O comportamento anti-social nas crianças associou com a variação do gene e os factores de risco ambientais

Para crianças com desordem da hiperactividade do deficit de atenção (ADHD), possuir uma variação de um gene envolvido na sinalização do cérebro pode prever a susceptibilidade anti-social do comportamento e do aumento aos efeitos de um mais baixo peso ao nascimento, de acordo com um estudo na introdução de novembro dos ficheiros do psiquiatria geral.

Os processos biológicos jogam um papel chave na génese do comportamento anti-social com evidência específica da participação do cérebro e da contribuição de factores de risco ambientais genéticos e adiantados, incluindo factores pré-natais, de acordo com a informações gerais no artigo. Dado as relações entre deficits em uma região do cérebro chamou o cortical pré-frontal e o comportamento anti-social e entre o catechol O-methyltranferase (COMT) e funcionamento cortical pré-frontal da enzima, autores sugere que uma variação do gene de COMT possa ser associada com o comportamento anti-social.

Anita Thapar, M.D., da universidade de Cardiff, Cardiff, Gales, e colegas procurou a presença de uma variação no gene de COMT em 240 crianças britânicas, envelhecido cinco a 14 anos com ADHD ou a desordem hyperkinetic que estão no risco elevado para o comportamento anti-social do cedo-início. Os pesquisadores usaram o peso ao nascimento das crianças como um marcador para o risco pré-natal para determinar a contribuição do ambiente ao risco de desenvolver sintomas do comportamento anti-social do cedo-início.

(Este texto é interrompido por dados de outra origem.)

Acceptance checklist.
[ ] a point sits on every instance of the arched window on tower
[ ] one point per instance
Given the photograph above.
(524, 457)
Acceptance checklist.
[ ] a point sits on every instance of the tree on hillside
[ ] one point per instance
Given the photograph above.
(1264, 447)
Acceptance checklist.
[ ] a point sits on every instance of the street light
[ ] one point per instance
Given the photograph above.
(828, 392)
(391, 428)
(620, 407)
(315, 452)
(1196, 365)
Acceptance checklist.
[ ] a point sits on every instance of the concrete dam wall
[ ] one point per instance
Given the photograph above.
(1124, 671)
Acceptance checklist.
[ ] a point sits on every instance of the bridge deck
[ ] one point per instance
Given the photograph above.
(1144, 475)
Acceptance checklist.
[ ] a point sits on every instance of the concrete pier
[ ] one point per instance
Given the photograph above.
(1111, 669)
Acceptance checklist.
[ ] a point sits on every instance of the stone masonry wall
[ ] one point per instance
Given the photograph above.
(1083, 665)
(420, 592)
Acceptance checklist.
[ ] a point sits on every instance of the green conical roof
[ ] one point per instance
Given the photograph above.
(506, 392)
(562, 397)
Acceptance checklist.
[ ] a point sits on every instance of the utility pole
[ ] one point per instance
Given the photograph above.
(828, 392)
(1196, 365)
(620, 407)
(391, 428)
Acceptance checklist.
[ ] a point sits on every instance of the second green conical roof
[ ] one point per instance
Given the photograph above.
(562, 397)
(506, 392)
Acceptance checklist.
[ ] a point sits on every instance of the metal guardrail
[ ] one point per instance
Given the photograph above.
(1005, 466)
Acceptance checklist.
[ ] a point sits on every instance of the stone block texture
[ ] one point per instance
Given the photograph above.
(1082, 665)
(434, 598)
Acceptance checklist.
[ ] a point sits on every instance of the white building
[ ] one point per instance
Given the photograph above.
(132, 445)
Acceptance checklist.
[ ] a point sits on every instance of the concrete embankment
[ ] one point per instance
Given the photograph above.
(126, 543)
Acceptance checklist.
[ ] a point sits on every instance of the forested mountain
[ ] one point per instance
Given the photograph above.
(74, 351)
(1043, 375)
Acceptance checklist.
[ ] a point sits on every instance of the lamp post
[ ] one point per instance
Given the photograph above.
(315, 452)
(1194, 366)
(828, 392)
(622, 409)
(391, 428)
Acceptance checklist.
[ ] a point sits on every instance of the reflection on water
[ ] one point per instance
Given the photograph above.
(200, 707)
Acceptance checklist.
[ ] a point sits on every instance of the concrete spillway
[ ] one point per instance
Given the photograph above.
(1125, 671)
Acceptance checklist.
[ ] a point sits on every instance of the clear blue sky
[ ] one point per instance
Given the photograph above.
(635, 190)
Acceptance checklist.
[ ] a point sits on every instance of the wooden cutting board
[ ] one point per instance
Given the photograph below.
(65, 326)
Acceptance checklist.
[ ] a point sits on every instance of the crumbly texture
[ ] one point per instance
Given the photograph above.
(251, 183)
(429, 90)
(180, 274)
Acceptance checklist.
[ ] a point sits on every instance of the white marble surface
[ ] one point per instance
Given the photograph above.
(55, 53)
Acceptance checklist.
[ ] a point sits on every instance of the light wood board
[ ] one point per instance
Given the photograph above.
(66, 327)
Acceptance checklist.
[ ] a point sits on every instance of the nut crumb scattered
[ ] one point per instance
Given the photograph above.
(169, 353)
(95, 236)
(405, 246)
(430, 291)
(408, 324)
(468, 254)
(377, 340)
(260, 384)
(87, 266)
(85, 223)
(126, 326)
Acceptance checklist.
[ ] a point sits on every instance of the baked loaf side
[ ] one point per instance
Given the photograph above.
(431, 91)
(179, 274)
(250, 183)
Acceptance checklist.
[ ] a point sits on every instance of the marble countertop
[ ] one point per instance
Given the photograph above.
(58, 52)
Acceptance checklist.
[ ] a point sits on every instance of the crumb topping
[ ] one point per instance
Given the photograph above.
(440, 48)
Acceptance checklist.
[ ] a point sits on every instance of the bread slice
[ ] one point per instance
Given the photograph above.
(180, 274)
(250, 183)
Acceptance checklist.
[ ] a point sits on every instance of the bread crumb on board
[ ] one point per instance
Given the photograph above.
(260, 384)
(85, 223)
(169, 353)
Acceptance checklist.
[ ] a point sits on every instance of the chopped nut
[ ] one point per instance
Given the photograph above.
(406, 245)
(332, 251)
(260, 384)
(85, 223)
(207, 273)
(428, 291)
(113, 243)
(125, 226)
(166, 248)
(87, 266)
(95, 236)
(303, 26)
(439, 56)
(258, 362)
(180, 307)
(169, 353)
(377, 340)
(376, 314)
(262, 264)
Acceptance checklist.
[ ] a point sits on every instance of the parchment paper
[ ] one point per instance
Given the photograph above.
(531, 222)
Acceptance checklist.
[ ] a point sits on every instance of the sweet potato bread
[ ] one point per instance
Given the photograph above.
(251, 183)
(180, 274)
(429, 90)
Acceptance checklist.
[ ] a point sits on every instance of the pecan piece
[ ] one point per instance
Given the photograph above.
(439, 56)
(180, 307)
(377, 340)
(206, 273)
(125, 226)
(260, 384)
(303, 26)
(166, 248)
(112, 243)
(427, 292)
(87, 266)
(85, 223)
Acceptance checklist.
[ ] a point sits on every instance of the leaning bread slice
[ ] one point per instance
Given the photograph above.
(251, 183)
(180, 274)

Os pesquisadores encontraram uma associação significativa entre a variação de COMT e o comportamento anti-social; e entre o baixo peso ao nascimento e o comportamento anti-social. Havia igualmente baixo peso ao nascimento) uma interacção significativa do gene e do ambiente (associada com o comportamento anti-social.

do “o comportamento anti-social Cedo-início em um grupo clínico de alto risco é previsto por uma variação específica do gene de COMT ligada previamente com a função cortical pré-frontal e o peso ao nascimento, e aqueles que possuem o genótipo de val/val são mais suscetíveis aos efeitos adversos do risco pré-natal como posicionado por um mais baixo peso ao nascimento,” os autores concluem.